Missouri Claimed Federal Reimbursement for $3.4 Million in Payments to Health Home Providers That Did Not Meet Medicaid Requirements
Why OIG Did This Audit
The Medicaid "health home" option allows States to create programs that provide care coordination and care management for beneficiaries with chronic health conditions. Health homes are not physical spaces. Rather, they are a health care model in which providers work together to coordinate and manage beneficiaries' care at a reasonable cost.
For Federal fiscal year 2019, States claimed Federal Medicaid reimbursement for health home services totaling $611 million ($408 million Federal share). Missouri's program accounted for 4 percent of the Federal share.
Our objective was to determine whether Missouri's claims for Medicaid reimbursement for payments made to health home providers complied with Federal and State requirements.
How OIG Did This Audit
Our audit covered 1.3 million payments made to health home providers for services paid during calendar years 2016 through 2018, totaling approximately $98 million ($62 million Federal share). We reviewed a stratified random sample of 150 payments. For each sampled payment, we reviewed the health home providers' documentation and beneficiaries' medical records or other documentation.
What OIG Found
Missouri claimed Federal Medicaid reimbursement for some payments made to health home providers that did not comply with Federal and State requirements. Missouri improperly claimed Federal Medicaid reimbursement for 14 of 150 payments. These 14 improper payments primarily involved deficiencies in documentation. Specifically, Missouri's health home providers did not always document core services, but all other requirements were met.
The improper payments occurred because Missouri did not adequately monitor providers for compliance with Federal and State requirements regarding the maintenance of medical records that documented the health home services that the providers furnished to beneficiaries.
On the basis of our sample results, we estimated that Missouri improperly claimed at least $3.4 million in Federal Medicaid reimbursement for payments made to health home providers.
What OIG Recommends and Missouri Comments
We recommend that Missouri refund $3.4 million to the Federal Government and improve its monitoring of the health home program to ensure that health home providers comply with Federal and State requirements for maintaining documentation to support the services for which the providers billed and received payments.

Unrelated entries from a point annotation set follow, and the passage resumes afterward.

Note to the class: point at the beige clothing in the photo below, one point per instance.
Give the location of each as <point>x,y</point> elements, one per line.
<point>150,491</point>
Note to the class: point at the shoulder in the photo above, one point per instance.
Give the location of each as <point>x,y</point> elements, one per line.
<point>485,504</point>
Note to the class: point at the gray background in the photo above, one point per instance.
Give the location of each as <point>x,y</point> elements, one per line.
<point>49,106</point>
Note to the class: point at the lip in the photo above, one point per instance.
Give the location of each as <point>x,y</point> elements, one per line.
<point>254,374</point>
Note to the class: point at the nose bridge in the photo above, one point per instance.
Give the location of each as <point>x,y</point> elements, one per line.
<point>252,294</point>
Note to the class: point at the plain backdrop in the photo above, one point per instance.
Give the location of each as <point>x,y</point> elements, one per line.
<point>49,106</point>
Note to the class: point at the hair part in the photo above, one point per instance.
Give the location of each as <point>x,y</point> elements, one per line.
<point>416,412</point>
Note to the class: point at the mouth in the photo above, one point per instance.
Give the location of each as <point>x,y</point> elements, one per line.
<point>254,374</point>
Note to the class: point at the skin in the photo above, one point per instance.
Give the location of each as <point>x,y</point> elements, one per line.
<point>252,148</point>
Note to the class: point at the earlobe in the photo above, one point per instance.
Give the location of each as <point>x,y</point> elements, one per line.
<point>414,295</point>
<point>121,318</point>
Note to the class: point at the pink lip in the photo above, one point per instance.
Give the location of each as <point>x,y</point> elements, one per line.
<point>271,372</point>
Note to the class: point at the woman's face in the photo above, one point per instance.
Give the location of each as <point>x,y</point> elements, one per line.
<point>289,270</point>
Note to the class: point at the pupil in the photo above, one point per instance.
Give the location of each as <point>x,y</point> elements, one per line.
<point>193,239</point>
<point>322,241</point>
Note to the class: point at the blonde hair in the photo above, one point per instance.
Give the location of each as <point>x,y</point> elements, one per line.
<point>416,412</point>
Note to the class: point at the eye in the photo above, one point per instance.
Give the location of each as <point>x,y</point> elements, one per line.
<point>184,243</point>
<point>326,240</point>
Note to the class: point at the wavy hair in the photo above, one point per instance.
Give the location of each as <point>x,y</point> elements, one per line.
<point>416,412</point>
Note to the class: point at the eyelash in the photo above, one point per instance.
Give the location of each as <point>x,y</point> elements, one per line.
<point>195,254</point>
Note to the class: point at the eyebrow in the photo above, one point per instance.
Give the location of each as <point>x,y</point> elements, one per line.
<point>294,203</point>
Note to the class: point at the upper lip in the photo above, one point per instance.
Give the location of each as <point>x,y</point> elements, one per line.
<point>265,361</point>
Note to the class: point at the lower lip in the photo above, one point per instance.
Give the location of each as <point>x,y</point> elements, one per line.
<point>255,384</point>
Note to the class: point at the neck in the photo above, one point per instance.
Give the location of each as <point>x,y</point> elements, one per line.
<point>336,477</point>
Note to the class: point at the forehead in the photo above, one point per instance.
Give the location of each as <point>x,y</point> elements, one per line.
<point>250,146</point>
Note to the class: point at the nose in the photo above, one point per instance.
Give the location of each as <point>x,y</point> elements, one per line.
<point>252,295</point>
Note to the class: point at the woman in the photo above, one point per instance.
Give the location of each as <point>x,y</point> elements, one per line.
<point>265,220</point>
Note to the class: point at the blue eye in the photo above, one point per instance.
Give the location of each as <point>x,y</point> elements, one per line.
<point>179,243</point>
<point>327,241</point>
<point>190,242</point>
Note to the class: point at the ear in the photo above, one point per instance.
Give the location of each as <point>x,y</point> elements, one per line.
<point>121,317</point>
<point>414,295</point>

Missouri addressed our second recommendation by concurring that the health home programs should be monitored. Missouri also described its monitoring and training activities for health home providers. Missouri did not agree with our first recommendation and disagreed with our findings. Missouri said that the rejected sampled payments complied with the State plan and Federal documentation requirements and that these payments did not violate State policy. Missouri also said that we had not adequately explained our basis for rejecting these payments, and added that extrapolation was inappropriate in this audit. After reviewing Missouri's comments and the additional documentation it provided, we maintain that our findings and recommendations are valid. Federal Medicaid requirements state that Federal reimbursement is available only for allowable actual expenditures with adequate supporting documentation. Federal courts have consistently upheld statistical sampling and extrapolation as a valid means to determine overpayment amounts in Medicare and Medicaid.